Still, flagging 44% of genuine papers as fake doesn't sound very useful. The process only about halves your workload compared to just checking all the papers. In any large-scale rollout they would have to set a way higher threshold, and hope they still catch a useful number of fraudulent papers when using a threshold that detects 10% or 1% of genuine papers as fake.

pvaldes · 3 years ago
If they thing that people can do research in medicine without having legal access to the patients (AKA some kind of Hospital affiliation), they are clueless about medical research. They don't seem to understand how much hospitals, medical companies and academy are interwined now. Lots of relevant physicians are also teachers, direct a research team or are testers from new products.

They are also tagging all independent non affiliated researchers as fake. Do they know how many young people are doing science in the universities as temporary collabo-slaves without right to a nice personal mail?. Their detector would tag Einstein and Erdos as fake scientists by Pete's sake!. They just have a narrow vision tunnel about how the real research works

aurizon · 3 years ago
I am amazed at how well Alexandra Elbakyan has created and promoted sci-hub to fight these journal cash cows, and appalled at the way these journals have tried to block her. They now digitally watermark every journal downloaded at colleges etc, so they can ID the provenance of the journals = she must obfuscate this as best she can.

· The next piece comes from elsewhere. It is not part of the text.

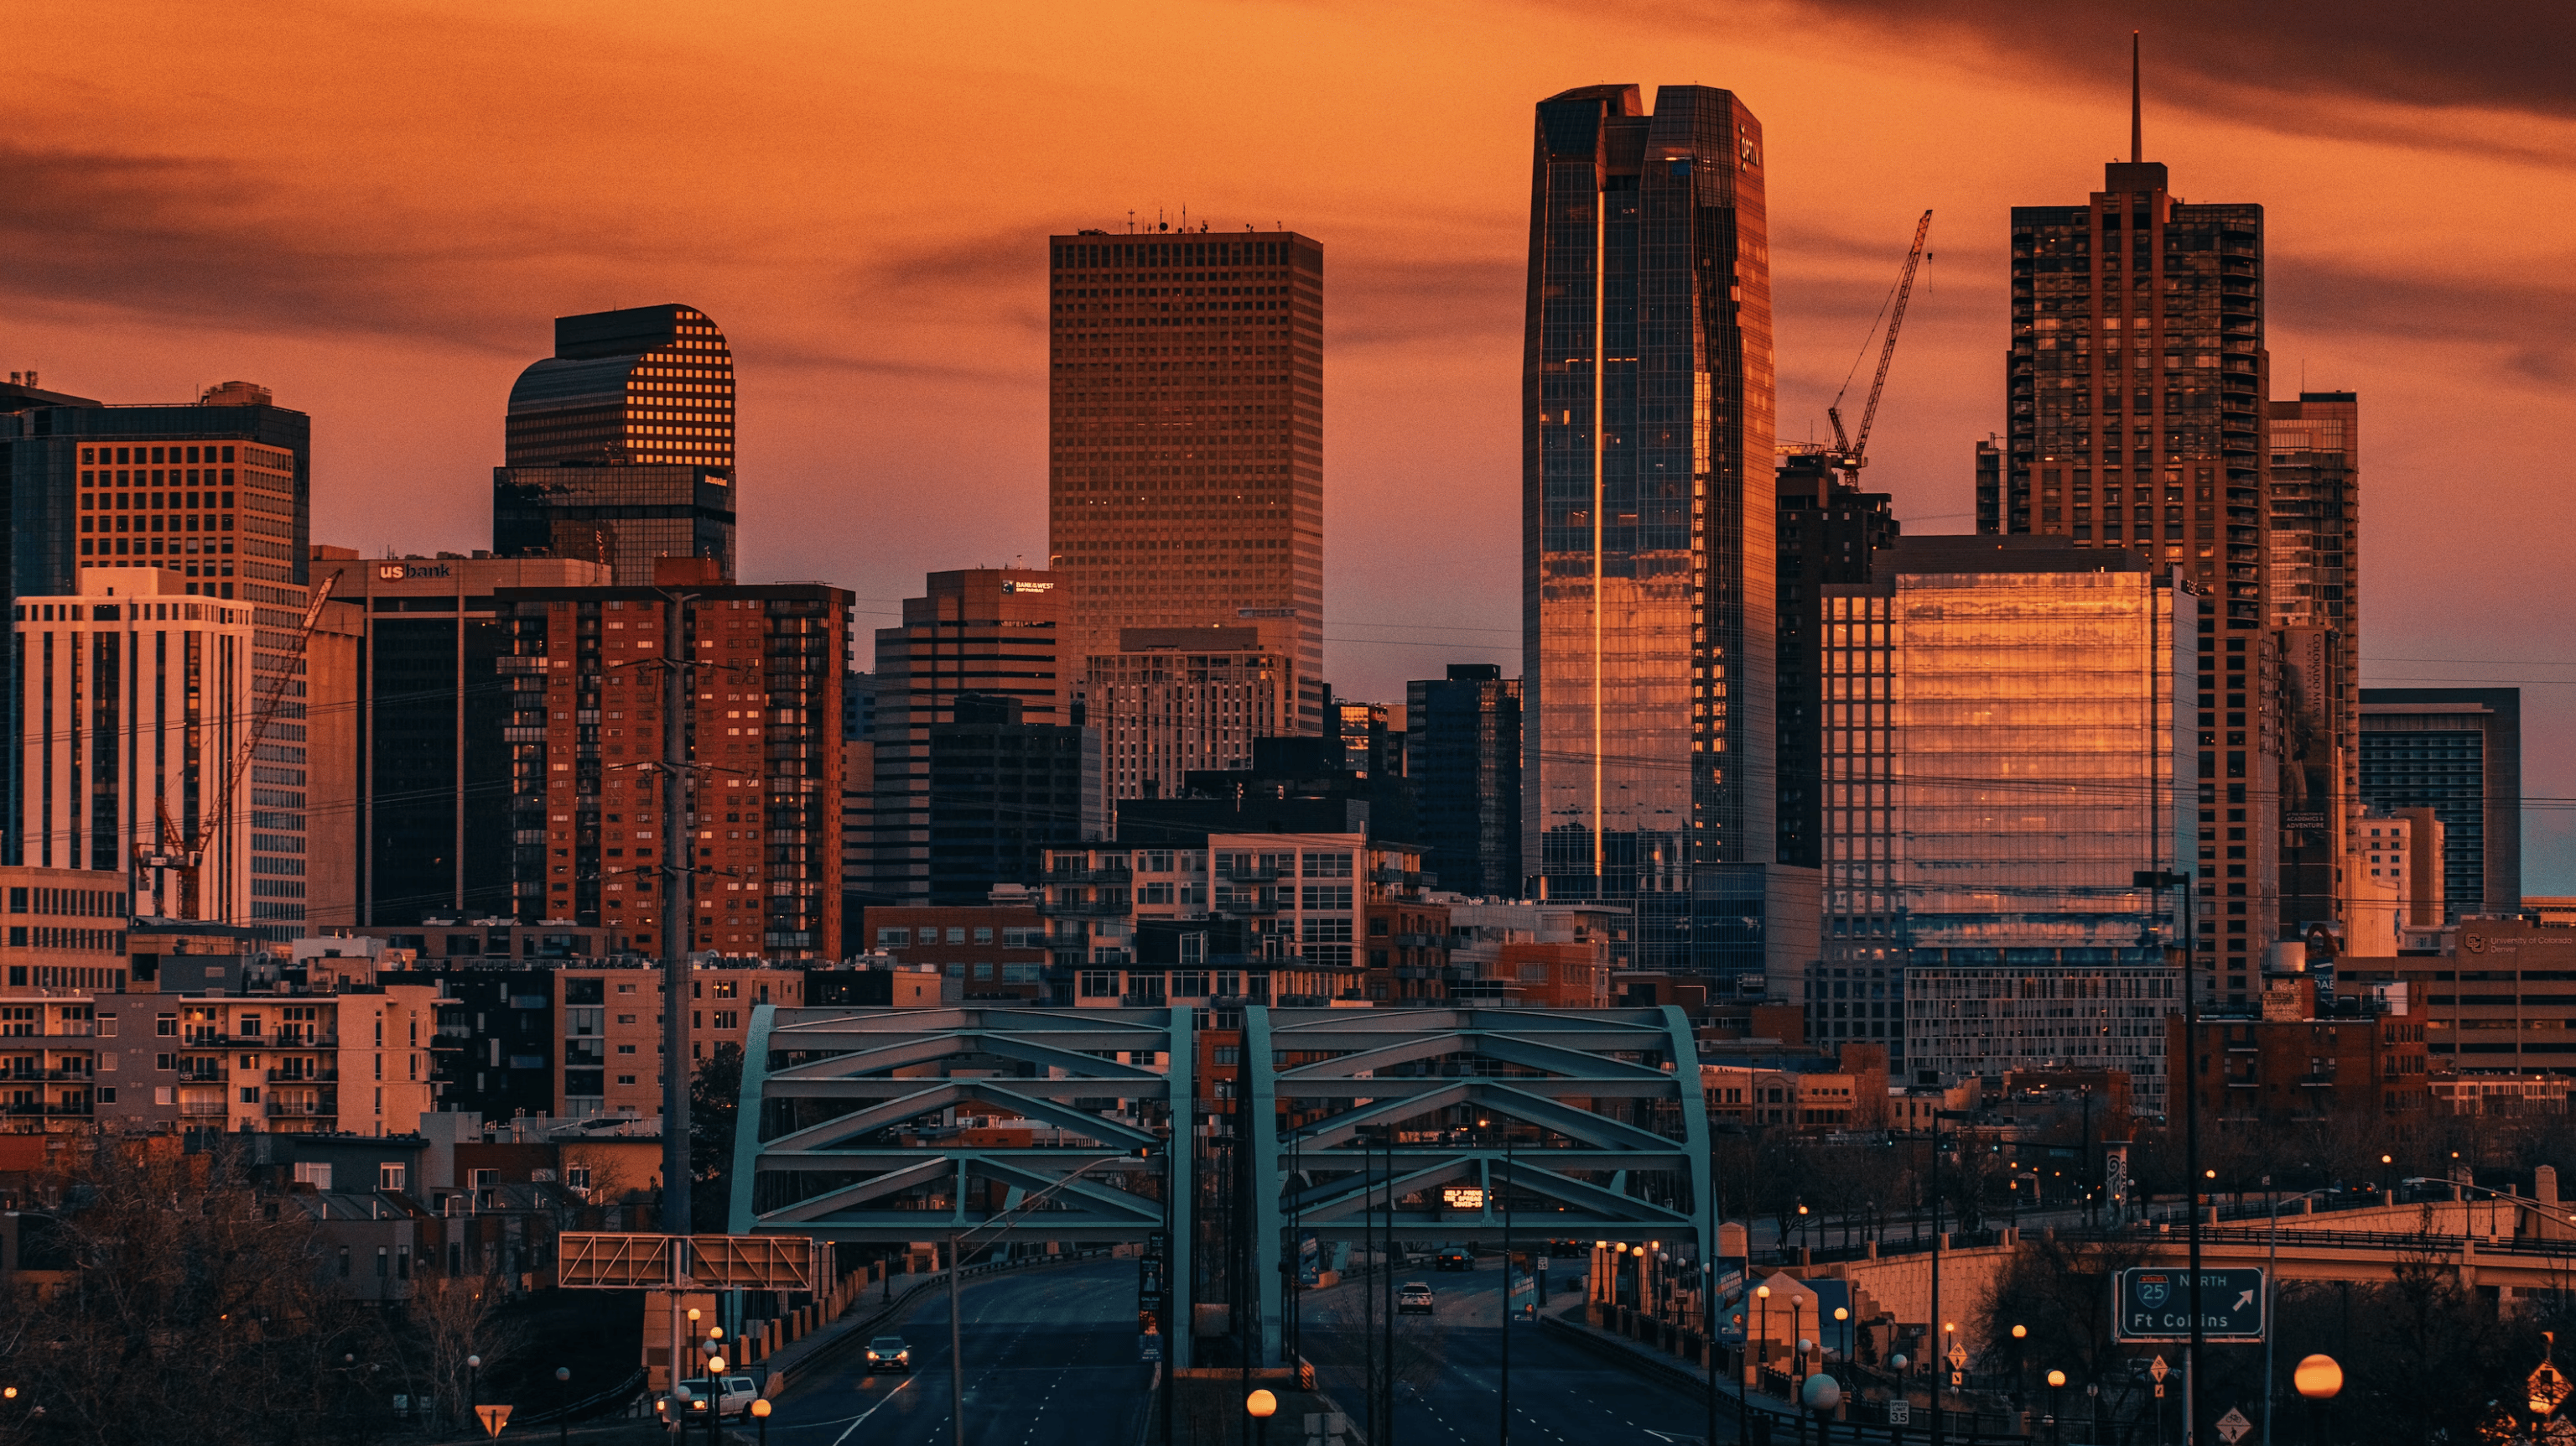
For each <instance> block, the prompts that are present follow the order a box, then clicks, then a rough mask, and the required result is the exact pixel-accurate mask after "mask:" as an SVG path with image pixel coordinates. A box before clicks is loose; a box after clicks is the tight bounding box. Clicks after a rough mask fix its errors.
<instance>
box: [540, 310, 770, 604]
mask: <svg viewBox="0 0 2576 1446" xmlns="http://www.w3.org/2000/svg"><path fill="white" fill-rule="evenodd" d="M502 456H505V464H502V467H495V469H492V552H497V554H502V557H577V559H585V562H605V564H611V567H616V580H618V583H621V585H649V583H652V575H654V559H657V557H708V559H714V562H716V564H719V572H721V577H726V580H732V577H734V353H732V348H729V345H726V340H724V333H721V330H716V322H714V320H708V317H706V312H698V309H693V307H680V304H665V307H629V309H621V312H590V314H582V317H556V320H554V356H549V358H544V361H536V363H531V366H528V369H526V371H520V374H518V381H515V384H513V387H510V415H507V423H505V454H502Z"/></svg>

The journals try to punish universities that leak papers to sci-hub Give her a wave.... https://sci-hub.se/alexandra
aurizon · 3 years ago
The cash cows, AKA Elsevier et al, need to do more to stem the flow of BS. The problem is the proliferation of well crafted, but fake, papers has grown enormously over the past 25 years as the cows rely on free paper editors - who are swamped by this duty = time for paid scientists to winnow the chaff. Sadly the cows are a greedy lot. Only way out is fully open. Back in the day when Nobel was born, the journals and authors circulated as near free resources, with authors mailing free copies on request, and now emailing them (often this is interdicted by the cows) and journal fees being modest - covering production costs. Nobel would be (IMHO) royally pissed at the present state. So I suggest the Nobel Committee introduce a policy that only openly published papers would be read and considered by the committee - This would put a tiger among the pigeons(Cows) and change things - say, after Jan 1 2024?
bookofjoe · 3 years ago
As one who published primarily in the 1970s and 1980s [https://scholar.google.com/citations?user=5DdrMc8AAAAJ&hl=en] I can confirm that I mailed reprints of my requested papers to whomever requested them, for free.

Note: I paid for the reprints and the postage, often expensive foreign rates.

smcin · 3 years ago
Ok, but how many citations/yr and reprints/yr did you get? The volume of literature has scaled exponentially since.